HuntingNet.com Forums - View Single Post - The subjective nature of what is considered "hunting" vs "shooting"
Old 02-02-2007 | 02:41 PM
  #96  
atlasman
 
Joined: Feb 2003
Posts: 4,668
Likes: 0
From: NY
Default RE: The subjective nature of what is considered "hunting" vs "shooting"

ORIGINAL: davidmil

I love the challenge of finding the sign, hanging a stand or most often using my climber and seeing what happens. I have no desire to get to the point of watching deer for years and almost being able to name them all. But that's me. That's hunting to me. Sitting on a groomed food plot inside a fence and deciding..OK, you'll make the book this year I'm shooting you. Planting and planting so you can have more than the normal carrying capacity so you can watch 50 unpressuredbucks a nightin a field at once is not My kind of hunting. At this point it is shooting.
ORIGINAL: iamyourhuckleberry

For me,a "hunt"isa challenge.
For me, a "Shoot" is still a challenge. But, I expend very little energy participating...........Within a "shoot", there are usually guarantees..
ORIGINAL: tsoc

Personally for me it is tied to effort,challenge and satisfaction.
For me I would rather work my a-- off and shoot nothing than have something be to easy.I guess basically I want to earn it
ORIGINAL: laxdad

I do not find the presence/abscence of a fence on a reasonable property size (1500+) acres as being the measure of hunting. More depends on the nature of the "hunt". If one is totally on their own to search, find and shoot at a legalanimal of their choice than to me it is a hunt. I have trouble with the "managed hunts", on managed lands, where indivduals are placed in shooting positions, told what they can and cannot shoot, driven to their killlocation, etc.. To me this is simply shooting and I'd rather shoot at paper because I can do that in my backyard.

laxdad
ORIGINAL: mtfreezer

Nothing is more satisfing then working hard for your game. I do go to the Black Hills every year with my brother and dad but that really isn't true hunting to me. We just drive around looking for deer on logging and firetrails. We also walk some but anything we see is just by luck. No scouting involved.
ORIGINAL: Primitive Weapon

He was able to walk up within 20yds of the buffalo and the guide was like "hmmmm.....shoot the one on the left"

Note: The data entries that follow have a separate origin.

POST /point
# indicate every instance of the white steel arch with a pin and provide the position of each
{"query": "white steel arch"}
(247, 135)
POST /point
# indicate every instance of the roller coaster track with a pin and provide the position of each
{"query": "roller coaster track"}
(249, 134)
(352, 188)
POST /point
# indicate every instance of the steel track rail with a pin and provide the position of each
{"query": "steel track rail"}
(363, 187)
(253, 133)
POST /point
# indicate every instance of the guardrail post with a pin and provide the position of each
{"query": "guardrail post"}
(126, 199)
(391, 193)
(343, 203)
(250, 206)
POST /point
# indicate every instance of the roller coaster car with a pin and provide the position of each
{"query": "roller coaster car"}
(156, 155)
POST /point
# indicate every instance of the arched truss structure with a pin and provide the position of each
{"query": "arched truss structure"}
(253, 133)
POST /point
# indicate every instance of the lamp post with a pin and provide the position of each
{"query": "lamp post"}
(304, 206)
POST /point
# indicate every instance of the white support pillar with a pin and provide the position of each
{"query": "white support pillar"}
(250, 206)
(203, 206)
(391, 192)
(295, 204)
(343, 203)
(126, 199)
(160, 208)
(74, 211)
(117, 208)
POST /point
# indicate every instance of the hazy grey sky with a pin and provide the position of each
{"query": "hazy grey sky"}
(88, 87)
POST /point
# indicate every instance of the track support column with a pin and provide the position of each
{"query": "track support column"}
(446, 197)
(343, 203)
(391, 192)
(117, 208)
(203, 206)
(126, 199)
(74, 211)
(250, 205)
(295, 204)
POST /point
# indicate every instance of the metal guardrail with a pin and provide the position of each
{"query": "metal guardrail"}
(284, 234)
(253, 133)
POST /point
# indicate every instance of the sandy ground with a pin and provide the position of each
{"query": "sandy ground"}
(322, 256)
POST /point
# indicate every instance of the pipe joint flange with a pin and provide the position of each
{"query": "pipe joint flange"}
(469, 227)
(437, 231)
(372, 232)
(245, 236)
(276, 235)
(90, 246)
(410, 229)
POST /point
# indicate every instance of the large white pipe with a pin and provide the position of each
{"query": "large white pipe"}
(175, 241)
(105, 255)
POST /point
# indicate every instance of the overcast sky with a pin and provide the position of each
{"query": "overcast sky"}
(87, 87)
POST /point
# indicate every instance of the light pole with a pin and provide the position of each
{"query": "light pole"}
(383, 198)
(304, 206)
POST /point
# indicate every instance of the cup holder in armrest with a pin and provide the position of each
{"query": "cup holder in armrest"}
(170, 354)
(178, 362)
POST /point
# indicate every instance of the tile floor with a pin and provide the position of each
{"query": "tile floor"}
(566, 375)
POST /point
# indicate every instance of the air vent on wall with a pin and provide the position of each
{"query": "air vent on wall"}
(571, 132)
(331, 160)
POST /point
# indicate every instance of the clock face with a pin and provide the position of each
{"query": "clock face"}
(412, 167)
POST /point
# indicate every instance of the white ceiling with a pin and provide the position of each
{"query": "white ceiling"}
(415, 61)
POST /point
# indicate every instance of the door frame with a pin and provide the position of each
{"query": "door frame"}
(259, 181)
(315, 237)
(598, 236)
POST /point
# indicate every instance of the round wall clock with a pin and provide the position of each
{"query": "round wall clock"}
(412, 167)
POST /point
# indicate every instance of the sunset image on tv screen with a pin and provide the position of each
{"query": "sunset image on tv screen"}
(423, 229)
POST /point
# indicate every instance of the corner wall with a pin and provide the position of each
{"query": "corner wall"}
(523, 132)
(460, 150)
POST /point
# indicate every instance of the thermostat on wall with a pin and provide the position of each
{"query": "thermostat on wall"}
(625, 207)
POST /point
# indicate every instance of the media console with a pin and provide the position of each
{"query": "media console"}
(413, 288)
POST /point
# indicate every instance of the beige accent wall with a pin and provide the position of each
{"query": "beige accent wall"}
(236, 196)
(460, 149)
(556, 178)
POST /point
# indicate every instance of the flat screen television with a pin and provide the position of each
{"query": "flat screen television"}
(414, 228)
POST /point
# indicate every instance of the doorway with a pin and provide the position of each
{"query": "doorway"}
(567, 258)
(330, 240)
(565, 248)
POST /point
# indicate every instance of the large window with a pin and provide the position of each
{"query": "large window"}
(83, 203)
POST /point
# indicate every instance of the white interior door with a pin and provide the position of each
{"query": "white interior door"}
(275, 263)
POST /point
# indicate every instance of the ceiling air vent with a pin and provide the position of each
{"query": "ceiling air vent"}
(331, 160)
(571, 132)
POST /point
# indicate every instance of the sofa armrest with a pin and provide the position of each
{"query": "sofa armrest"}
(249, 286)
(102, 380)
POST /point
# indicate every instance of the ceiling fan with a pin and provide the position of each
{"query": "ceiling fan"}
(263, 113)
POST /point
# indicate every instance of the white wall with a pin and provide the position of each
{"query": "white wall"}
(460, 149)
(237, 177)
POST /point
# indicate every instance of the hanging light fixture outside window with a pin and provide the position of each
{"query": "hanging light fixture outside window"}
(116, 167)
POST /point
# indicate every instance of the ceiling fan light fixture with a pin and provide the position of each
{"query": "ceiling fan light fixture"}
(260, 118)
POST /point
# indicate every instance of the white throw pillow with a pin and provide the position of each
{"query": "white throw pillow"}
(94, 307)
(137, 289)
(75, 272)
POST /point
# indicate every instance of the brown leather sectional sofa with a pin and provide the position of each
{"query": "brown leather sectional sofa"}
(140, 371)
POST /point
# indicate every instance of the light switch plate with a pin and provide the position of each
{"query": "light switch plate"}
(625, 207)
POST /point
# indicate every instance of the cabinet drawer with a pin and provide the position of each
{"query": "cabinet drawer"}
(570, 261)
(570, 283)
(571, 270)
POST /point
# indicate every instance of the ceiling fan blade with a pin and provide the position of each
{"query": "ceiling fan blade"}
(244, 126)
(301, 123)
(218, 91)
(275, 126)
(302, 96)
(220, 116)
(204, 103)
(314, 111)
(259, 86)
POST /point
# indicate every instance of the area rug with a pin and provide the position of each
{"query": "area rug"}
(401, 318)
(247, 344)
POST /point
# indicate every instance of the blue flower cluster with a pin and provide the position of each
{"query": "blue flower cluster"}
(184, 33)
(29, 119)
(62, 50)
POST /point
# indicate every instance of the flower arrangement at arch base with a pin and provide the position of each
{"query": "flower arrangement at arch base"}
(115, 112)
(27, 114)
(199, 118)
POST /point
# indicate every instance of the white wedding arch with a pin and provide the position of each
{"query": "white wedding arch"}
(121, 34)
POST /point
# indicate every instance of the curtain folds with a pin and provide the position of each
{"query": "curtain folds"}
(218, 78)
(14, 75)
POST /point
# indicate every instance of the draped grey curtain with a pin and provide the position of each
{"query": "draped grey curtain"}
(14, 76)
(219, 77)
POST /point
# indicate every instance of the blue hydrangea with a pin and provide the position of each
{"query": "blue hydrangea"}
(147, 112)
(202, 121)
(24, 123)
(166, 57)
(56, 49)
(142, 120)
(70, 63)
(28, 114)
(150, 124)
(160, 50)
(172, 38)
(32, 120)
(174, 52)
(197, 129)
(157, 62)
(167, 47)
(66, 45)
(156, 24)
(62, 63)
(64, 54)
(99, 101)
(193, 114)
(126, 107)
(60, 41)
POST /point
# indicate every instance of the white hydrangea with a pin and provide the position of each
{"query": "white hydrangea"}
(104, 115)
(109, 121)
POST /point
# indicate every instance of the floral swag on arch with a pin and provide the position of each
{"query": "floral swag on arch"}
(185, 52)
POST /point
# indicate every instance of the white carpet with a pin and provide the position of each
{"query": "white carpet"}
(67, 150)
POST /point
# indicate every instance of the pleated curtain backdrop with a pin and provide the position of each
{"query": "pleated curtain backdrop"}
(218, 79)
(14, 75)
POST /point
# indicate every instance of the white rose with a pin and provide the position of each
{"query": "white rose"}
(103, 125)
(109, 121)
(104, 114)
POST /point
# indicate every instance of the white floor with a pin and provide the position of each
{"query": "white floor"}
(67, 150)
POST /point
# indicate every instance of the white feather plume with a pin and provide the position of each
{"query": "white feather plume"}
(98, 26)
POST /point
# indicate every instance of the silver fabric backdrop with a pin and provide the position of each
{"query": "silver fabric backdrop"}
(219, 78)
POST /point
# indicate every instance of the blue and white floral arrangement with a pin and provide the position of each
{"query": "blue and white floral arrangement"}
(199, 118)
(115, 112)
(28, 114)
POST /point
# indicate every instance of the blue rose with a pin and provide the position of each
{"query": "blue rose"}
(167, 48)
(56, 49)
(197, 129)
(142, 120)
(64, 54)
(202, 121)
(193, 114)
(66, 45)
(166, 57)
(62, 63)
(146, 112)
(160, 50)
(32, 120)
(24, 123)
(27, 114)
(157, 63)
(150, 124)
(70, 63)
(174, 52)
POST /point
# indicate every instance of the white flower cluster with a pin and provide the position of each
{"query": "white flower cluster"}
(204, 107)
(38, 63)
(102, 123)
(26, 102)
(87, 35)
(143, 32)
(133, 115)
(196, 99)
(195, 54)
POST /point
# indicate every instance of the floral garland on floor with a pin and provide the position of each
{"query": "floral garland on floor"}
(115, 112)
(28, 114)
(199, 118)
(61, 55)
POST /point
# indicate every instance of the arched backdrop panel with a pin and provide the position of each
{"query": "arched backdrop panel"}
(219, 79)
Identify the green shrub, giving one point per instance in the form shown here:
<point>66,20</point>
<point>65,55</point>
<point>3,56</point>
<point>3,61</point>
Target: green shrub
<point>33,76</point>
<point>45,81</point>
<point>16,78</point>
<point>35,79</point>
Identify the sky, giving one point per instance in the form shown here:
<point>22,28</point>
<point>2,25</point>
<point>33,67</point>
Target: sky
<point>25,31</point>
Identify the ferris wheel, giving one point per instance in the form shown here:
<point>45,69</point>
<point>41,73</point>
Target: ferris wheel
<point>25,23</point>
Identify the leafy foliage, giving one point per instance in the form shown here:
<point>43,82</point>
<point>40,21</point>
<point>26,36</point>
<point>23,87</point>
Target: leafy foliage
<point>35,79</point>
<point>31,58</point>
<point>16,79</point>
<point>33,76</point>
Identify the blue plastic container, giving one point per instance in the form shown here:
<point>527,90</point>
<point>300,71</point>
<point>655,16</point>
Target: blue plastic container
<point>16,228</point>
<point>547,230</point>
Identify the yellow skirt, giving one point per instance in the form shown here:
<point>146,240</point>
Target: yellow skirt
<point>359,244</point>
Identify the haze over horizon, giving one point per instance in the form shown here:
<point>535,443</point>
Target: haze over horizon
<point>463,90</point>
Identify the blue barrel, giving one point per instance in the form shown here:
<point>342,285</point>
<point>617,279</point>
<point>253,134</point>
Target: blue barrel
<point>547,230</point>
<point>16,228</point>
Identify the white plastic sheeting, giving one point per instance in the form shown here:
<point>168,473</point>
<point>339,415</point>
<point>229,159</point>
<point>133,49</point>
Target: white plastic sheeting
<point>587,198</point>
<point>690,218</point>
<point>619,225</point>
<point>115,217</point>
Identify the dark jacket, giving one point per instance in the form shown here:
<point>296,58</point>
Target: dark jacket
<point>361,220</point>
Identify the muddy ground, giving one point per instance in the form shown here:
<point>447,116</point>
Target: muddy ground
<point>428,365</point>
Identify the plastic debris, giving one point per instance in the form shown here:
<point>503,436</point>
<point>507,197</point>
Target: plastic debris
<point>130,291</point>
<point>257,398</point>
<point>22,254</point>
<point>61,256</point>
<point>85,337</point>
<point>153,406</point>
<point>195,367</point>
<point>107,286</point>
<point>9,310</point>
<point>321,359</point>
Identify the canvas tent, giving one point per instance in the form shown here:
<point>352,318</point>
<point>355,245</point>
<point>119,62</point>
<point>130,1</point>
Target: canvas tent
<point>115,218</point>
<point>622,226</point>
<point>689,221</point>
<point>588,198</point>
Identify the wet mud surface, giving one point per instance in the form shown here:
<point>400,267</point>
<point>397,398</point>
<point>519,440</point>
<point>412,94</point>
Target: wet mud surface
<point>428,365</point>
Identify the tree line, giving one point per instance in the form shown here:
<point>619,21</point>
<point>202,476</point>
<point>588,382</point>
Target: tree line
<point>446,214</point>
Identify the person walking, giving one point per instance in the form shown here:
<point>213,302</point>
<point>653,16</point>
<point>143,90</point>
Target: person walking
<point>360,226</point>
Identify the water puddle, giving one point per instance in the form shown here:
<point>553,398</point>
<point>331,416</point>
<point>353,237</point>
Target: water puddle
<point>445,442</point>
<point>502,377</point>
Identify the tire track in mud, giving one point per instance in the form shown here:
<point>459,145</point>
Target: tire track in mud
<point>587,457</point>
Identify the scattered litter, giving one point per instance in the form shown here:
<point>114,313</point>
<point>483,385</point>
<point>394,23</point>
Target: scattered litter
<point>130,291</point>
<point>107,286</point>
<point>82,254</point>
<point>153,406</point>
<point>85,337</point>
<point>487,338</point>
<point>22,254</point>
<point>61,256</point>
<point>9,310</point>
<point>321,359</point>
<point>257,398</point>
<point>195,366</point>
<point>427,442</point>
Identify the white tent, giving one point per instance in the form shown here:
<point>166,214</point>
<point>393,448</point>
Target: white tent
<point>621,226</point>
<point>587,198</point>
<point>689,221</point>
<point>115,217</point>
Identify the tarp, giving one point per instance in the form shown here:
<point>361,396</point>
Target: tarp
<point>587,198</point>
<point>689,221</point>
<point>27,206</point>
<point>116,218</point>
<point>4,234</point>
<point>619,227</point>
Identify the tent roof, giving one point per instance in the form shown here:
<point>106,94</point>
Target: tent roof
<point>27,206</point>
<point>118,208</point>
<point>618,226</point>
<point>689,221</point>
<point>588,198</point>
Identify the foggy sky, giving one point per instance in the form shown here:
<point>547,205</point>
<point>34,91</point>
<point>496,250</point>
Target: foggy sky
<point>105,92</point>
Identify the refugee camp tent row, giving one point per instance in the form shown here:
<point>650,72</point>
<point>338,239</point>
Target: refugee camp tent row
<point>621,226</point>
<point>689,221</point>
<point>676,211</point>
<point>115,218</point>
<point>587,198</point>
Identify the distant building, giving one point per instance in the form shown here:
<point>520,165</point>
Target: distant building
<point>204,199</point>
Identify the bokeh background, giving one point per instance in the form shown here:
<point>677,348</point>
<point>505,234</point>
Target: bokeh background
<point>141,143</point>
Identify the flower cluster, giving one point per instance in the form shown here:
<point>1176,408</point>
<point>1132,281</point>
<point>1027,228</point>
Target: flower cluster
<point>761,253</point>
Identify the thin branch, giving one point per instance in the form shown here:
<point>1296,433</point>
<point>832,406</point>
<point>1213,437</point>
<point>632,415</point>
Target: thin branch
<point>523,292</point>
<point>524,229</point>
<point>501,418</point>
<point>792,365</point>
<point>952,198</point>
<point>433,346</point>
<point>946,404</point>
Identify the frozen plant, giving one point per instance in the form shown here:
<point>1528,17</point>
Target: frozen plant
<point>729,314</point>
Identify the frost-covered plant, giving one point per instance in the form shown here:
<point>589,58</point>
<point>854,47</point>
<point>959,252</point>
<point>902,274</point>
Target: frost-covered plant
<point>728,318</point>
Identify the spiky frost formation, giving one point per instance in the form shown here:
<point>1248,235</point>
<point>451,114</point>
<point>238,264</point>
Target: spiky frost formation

Personally, this was shooting to me. Not much different, in my opinion, than walking out into a pasture and shooting a cow with a bow.
ORIGINAL: njbuck22

I could easily go out with a gun in my area in season and kill deer every day, but i like the challenge, I personally cant understand how people will put in a 1-2 acre food plot and hunt over that, but yell at people and tell them that hunting over bait is noy hunting. In either circumstance you are adding a non native food that is changing the deers natural behavior.
As for fences, i have mixed views on them. I feel if you are in an enclosure that hampers the movement of the animal to where it cant avoid you, that isnt hunting. If you in 1000s of acres that are just habitat, that is more of a challenge than hunting some of the neighborhoods that i hunt. Damn, some of the properties that i hunt the challenge is to not shoot and wait for the biggest ones.

These posts were all made before I tried to condense. Sure seems like an awful lot of guys referring to the "challenge" as being at least partly responsible for what fits "their" opinion of "hunting" vs "shooting". No blankets in sight.